Catawba Nation Plans Groundbreaking for $300M North Carolina Casino As Federal Lawsuit Ongoing

Posted on: July 19, 2020, 08:42h. 

Last updated on: July 20, 2020, 11:08h.

The Catawba Indian Nation plans to break ground Wednesday on a casino resort near Charlotte, N.C., even though a rival tribe continues a court case against the planned $300 million project.

Catawba casino groundbreaking
A 2018 rendering of the casino the Catawba nation plans for Kings Mountain, N.C. Tribal leaders expect to break ground on the $300 million project on Wednesday. (Image: Bring Catawba Resort & Casino to NC/Facebook)

The Charlotte Observer reported Friday that the Catawba tribe plans to open the casino by early next summer.

In March, the US Department of the Interior approved an application by the Catawba nation to take about 16 acres of land located in Kings Mountain, N.C. into a trust.

The Catawbas Tribe, though, is based in South Carolina, and until the DOI ruling four months ago, all their land was in the Palmetto State. Because of the Settlement Act, the nation had to abide by the gaming laws of South Carolina, which prohibits casino gaming, until it secured land elsewhere.

North Carolina currently has two casinos in operation, and both belong to the Eastern Band of Cherokee Indians, who vehemently oppose Catawba’s plans.

ECBI Takes Issue to Court

Shortly after the Interior Department signed off on the casino plan, the EBCI filed a lawsuit in federal court seeking to stop the project. Two weeks ago, tribal leaders filed an amended lawsuit in a District of Columbia federal district court.

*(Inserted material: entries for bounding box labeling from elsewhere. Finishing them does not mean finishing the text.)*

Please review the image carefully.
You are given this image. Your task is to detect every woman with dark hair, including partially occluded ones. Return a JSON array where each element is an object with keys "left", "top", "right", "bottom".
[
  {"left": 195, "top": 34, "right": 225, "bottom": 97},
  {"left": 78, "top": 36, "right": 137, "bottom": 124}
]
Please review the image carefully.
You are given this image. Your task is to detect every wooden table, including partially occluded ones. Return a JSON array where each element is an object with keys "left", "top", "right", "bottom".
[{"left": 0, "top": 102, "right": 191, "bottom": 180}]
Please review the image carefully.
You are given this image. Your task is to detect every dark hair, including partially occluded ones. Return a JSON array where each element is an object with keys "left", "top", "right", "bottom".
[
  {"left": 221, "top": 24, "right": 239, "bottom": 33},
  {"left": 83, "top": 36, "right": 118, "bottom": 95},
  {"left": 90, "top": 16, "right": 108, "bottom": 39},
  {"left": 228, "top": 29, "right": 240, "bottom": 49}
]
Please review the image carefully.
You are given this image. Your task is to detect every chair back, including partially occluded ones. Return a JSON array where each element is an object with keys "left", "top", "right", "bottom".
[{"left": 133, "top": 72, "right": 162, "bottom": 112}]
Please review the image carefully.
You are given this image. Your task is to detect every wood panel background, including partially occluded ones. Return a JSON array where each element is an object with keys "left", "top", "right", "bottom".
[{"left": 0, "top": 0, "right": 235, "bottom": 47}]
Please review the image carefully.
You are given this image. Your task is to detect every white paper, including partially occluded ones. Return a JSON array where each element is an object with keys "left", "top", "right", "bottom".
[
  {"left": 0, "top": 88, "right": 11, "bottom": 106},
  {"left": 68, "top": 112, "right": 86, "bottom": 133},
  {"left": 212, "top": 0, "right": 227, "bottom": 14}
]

The band has been joined in the case by the Cherokee Nation, based in Oklahoma, which claims it has cultural artifacts located on the planned casino site that need to be preserved.

Eastern Band officials say the Catawba project is a blatant example of “reservation shopping,” where casino developers find a willing tribe to work with a community that wants casino gaming, and work to get federal approval for the project.

Cherokee leaders say the Kings Mountain project is the work of Wallace Cheves.

Despite political contributions and questionable lobbying campaigns conducted by Mr. Cheves, the facts and the law are clearly on the side of the Eastern Band of Cherokee Indians and our fellow plaintiffs,” said Richard G. Sneed, ECBI principal chief, in a statement. “We feel confident we will be vindicated by the court.”

In the amended complaint, ECBI seeks an injunction against federal leaders from awarding the North Carolina land to a trust for Catawba. The Cherokees also request that federal officials complete an environmental impact study and that the defendants engage them in “good faith” discussions that would include an archaeological and cultural survey of the proposed casino site.

The lawsuit lists the DOI and Interior Secretary David Bernhardt among the defendants.

Neither federal officials nor Catawba leaders have responded to the amended complaint.

Catawba Casino Not Only Threat

The Charlotte-area casino is just one threat facing the EBCI venues, which are located in the western part of North Carolina near the Great Smoky Mountains National Park.

Later this year voters in five Virginia communities will go to the polls to decide if they want to allow casino gaming in their towns. That includes Bristol, which is about 100 miles from the Harrah’s Cherokee Casino Resort, and Danville. Danville is more than 200 miles away, but could lure people from central parts of North Carolina away from the Cherokee casinos, which have been in the area for more than 20 years.